Design principles for tactile graphics

Tactile graphics (raised line drawings) differ from print in that they are read one element at a time and less detail can be conveyed. It is not necessary to reproduce the exact appearance of the print in a tactual diagram. Instead, simplification is often required.

Planning is the key to a successful diagram. If the touch reader will not be relying on sight, it is fine to do a rough drawing of the diagram on the page before creating the tactile elements on a handmade tactile graphic.

Items should be tactually distinct. For example, arrow heads should not touch the item to which they are pointing. e.g. arrow and box with space between (not arrow with head touching a box).

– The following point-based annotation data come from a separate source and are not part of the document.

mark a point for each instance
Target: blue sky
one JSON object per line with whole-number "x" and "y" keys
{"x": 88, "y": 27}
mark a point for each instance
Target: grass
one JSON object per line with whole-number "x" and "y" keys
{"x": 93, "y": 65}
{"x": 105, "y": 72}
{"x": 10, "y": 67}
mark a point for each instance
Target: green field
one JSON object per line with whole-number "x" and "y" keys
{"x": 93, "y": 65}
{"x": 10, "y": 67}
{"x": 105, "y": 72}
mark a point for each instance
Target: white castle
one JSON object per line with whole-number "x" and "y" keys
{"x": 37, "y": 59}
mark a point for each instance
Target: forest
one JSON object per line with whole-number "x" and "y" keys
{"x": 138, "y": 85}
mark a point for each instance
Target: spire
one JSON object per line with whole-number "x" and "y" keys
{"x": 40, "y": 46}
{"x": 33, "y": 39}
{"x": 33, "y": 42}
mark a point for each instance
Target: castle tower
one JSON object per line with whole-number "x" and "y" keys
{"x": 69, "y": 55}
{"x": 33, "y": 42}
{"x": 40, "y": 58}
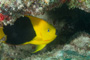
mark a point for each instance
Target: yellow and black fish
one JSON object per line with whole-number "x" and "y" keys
{"x": 29, "y": 30}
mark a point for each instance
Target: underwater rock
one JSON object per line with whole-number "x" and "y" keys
{"x": 81, "y": 4}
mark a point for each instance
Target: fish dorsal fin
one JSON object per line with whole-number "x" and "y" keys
{"x": 39, "y": 47}
{"x": 36, "y": 41}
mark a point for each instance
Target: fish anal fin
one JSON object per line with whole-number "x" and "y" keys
{"x": 39, "y": 47}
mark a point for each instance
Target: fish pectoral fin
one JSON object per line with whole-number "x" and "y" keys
{"x": 39, "y": 47}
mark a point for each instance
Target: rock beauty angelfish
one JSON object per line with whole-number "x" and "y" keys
{"x": 29, "y": 30}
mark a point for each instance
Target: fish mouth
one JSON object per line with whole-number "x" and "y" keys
{"x": 46, "y": 40}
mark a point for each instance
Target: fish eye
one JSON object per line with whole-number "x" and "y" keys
{"x": 48, "y": 30}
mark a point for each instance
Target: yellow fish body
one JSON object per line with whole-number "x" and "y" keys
{"x": 35, "y": 31}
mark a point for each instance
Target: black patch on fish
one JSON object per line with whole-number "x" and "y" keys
{"x": 22, "y": 31}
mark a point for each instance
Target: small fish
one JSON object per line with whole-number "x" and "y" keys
{"x": 29, "y": 30}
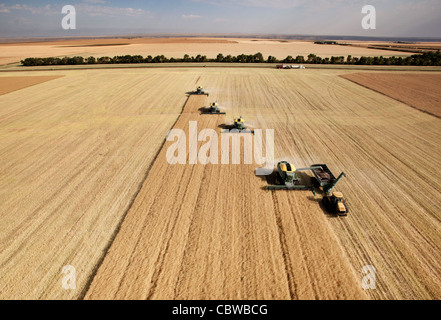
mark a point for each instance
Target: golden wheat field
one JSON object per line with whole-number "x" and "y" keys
{"x": 84, "y": 181}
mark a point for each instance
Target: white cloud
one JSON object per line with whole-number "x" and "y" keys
{"x": 95, "y": 1}
{"x": 3, "y": 9}
{"x": 190, "y": 16}
{"x": 93, "y": 9}
{"x": 98, "y": 10}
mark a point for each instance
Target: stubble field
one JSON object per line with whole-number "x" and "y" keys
{"x": 84, "y": 170}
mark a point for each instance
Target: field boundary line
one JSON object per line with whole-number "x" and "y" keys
{"x": 132, "y": 201}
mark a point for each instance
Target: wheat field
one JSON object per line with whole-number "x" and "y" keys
{"x": 84, "y": 183}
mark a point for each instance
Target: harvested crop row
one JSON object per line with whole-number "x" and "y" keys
{"x": 421, "y": 91}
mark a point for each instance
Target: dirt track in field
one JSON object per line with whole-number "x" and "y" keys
{"x": 421, "y": 91}
{"x": 213, "y": 232}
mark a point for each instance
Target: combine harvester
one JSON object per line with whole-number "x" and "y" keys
{"x": 324, "y": 179}
{"x": 239, "y": 124}
{"x": 200, "y": 91}
{"x": 213, "y": 109}
{"x": 287, "y": 179}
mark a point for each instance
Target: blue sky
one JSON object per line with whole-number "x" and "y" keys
{"x": 395, "y": 18}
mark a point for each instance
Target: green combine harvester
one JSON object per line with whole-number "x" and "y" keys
{"x": 213, "y": 109}
{"x": 288, "y": 179}
{"x": 324, "y": 179}
{"x": 200, "y": 91}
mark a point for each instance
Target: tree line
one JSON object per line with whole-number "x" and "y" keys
{"x": 425, "y": 59}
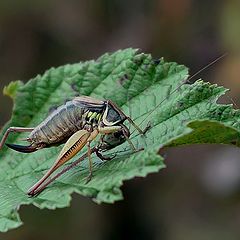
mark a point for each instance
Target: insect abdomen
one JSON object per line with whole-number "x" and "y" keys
{"x": 61, "y": 124}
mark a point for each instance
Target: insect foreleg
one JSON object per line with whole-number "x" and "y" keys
{"x": 13, "y": 129}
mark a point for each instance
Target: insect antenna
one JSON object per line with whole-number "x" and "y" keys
{"x": 188, "y": 80}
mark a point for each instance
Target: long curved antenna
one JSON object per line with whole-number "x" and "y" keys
{"x": 185, "y": 81}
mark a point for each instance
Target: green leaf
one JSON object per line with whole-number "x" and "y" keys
{"x": 144, "y": 88}
{"x": 12, "y": 88}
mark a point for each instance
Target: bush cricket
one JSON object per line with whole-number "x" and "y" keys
{"x": 78, "y": 123}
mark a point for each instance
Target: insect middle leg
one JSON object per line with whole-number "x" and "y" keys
{"x": 13, "y": 129}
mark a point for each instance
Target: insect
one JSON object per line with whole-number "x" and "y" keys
{"x": 77, "y": 123}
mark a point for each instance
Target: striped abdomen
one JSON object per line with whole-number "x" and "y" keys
{"x": 61, "y": 124}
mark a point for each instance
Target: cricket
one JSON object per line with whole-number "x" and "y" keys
{"x": 77, "y": 123}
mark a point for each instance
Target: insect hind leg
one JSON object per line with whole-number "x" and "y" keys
{"x": 13, "y": 129}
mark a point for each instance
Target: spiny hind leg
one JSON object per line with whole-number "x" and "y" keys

Check the tactual diagram with your fingers – not with your eyes.


Lines with different meaning should be tactually distinct. Produce them using different methods, or use different types of lines such as single solid line single solid line, single dashed line single dashed line and double solid line two parallel solid lines.

When two lines intersect, the less important line should be broken to allow uninterrupted tracing of the important line. e.g. solid continuous line intersecting with a dashed line. There are blank spaces around the solid line.

Arrows should have open heads, e.g. arrow with head composed of two straight lines (not arrow with solid triangular head). Do not join arrow heads to the target item.

Braille labels

All diagrams should have appropriate labelling at the top of the page so the reader can identify and link it with their other materials. As a minimum, the source and page number should be given. e.g. lec2 slide34.

When planning a diagram, keep in mind that braille labels require a lot of space. It may sometimes be necessary to use a key. In this case, 2-letter symbols with mnemonic qualities are best, e.g. “au” for “Australia”.